A cute little ancillary benefit for them, but it ain't helping my buddy at two-fifty a gallon. And they're takin' their sweet time bringin' the oil back, of course, and maybe even took the liberty of hiring an alcoholic skipper who likes to drink martinis and fuckin' play slalom with the icebergs, and it ain't too long 'til he hits one, spills the oil and kills all the sea life in the North Atlantic. So now my buddy's out of work and he can't afford to drive, so he's got to walk to the fuckin' job interviews, which sucks 'cause the shrapnel in his ass is givin' him chronic hemorrhoids. And meanwhile he's starvin', 'cause every time he tries to get a bite to eat, the only blue plate special they're servin' is North Atlantic scrod with Quaker State. So what did I think? I'm holdin' out for somethin' better. I figure fuck it, while I'm at it why not just shoot my buddy, take his job, give it to his sworn enemy, hike up gas prices, bomb a village, club a baby seal, hit the hash pipe and join the National Guard? I could be elected president."
- http://www.imdb.com/title/tt0119217/ [imdb.com]
(Score: 1) by panachocala on Saturday May 03 2014, @07:15PM
I'll quit working on math problems just as soon as the steel workers, who make the actual buildings in which the NSA operates, quit. Ditto the cafeteria workers. They must stand strong, bravo to them.
(Score: 1) by Solaarius on Sunday May 04 2014, @12:15AM
Well, gosh when you take the idea to it's logical extreme, it really does seem silly, doesn't it!
http://en.wikipedia.org/wiki/Logical_extreme [wikipedia.org]
Or perhaps you are just confusing the difference between commodities and valuable assets. It's their mathematicians and not their chefs that enable the NSA to be evil.
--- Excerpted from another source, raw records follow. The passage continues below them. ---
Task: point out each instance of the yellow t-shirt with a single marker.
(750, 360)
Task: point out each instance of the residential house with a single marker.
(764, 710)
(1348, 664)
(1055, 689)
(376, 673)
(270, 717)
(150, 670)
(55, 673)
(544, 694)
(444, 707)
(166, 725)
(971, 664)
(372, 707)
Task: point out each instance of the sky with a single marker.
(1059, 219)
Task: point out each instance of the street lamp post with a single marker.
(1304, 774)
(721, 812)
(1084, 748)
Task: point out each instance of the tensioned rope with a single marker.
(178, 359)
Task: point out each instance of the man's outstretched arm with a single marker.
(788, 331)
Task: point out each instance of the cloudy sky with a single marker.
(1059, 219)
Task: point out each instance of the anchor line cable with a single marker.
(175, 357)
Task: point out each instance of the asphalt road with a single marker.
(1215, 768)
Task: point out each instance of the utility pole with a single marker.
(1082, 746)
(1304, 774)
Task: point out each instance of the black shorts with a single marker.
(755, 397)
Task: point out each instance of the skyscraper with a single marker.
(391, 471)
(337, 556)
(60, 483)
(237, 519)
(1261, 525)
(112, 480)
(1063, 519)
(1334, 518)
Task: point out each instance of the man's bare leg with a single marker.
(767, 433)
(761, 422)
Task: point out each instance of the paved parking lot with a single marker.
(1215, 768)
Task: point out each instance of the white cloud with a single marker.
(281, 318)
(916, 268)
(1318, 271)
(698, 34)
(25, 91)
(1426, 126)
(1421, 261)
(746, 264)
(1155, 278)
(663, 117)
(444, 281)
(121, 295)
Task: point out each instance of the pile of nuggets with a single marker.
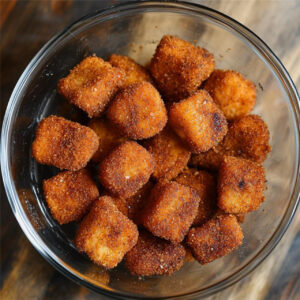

(Score: 2, Interesting) by looorg on Sunday May 04 2014, @03:01AM
But without food and shelter they wouldn't manage to be "evil" for very long. Each one plays their part and to just single out the once at the top of the work-pyramid is quite unfair. If they asked and made an offer I couldn't refuse I would work for them, but I don't think the field of my math degree is all to interesting to their line of work -- also i'm not a citizen so i'm sure that will put a dent in the joboffers to.